4.3. Tyrosinase Enzymatic Assay

The tyrosinase enzymatic assay was performed as described in our previous papers [20,21] using l-3,4-dihydroxyphenylalanine (l-DOPA) (Sigma-Aldrich, Taufkirchen, Germany) as a substrate. l-DOPA was dissolved in a 0.15 mM phosphoric (V) acid solution to a concentration of 5 mM. All TSCs were dissolved in DMSO to a concentration of 50 mM and then diluted in sodium phosphate buffer (0.1 M, pH 6.8) to test concentrations (DMSO concentrations in final reaction mixtures did not exceeded 1%).

The isolated tyrosinase solution (0.5 mg/mL, 40,000 U/mg) was diluted 10 times in sodium phosphate buffer (0,1 M, pH 6.8). First, 10 µL of the diluted enzyme solution was preincubated with TSC solutions (5 min at 25 °C). The optimal ionic strength and pH for tyrosinase activity were provided by 0.1 M sodium phosphate buffer (pH 6.8).
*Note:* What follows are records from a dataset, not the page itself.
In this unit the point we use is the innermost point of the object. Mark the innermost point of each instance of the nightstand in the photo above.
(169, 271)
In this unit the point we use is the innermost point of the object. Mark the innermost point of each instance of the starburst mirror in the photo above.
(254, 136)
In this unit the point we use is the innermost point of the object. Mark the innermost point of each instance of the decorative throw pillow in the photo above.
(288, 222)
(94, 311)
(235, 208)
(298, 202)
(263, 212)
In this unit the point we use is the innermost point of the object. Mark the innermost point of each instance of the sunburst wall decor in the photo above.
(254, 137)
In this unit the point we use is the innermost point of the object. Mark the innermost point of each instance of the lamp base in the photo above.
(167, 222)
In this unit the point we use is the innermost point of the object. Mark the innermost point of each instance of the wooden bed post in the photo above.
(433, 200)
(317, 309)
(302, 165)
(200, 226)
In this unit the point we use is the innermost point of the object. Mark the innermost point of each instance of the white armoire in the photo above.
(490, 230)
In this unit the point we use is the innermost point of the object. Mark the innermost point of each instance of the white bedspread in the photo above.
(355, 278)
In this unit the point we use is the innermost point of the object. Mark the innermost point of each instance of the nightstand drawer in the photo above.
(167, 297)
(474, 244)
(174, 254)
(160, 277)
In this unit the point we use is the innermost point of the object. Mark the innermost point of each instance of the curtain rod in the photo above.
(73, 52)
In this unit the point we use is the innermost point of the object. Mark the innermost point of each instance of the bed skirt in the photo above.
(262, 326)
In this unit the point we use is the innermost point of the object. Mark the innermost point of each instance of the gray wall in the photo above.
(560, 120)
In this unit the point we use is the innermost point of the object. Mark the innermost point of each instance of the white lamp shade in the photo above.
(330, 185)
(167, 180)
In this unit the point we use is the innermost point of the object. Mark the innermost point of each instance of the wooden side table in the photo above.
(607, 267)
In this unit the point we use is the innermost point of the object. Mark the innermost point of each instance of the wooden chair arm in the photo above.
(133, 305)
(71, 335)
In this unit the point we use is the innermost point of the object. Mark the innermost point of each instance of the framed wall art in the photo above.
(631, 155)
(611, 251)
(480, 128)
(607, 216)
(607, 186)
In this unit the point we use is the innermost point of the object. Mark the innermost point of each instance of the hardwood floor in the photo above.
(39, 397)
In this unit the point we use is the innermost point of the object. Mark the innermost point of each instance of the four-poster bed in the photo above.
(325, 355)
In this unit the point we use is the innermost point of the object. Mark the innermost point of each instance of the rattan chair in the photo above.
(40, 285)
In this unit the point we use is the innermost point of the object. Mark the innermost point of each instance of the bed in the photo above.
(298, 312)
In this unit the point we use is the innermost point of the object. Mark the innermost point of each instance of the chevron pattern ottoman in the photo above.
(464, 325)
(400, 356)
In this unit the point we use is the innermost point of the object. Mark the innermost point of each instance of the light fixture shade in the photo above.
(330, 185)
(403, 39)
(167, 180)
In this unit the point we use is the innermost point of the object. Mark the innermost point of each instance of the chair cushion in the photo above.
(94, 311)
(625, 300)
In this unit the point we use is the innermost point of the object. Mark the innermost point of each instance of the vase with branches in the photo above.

After the solution of l-DOPA was added, monitoring of the reaction was immediately started by measuring the change in absorbance of the color product (dopachrome) for 10 min (λ = 475 nm, 25 °C) using Molecular Devices SpectraMax Plus 384 Microplate Reader. The control sample contained the same reagents as the test samples except for the substrate. Kojic acid (Sigma-Aldrich, Taufkirchen, Germany), a positive control, was treated the same way as the other inhibitors.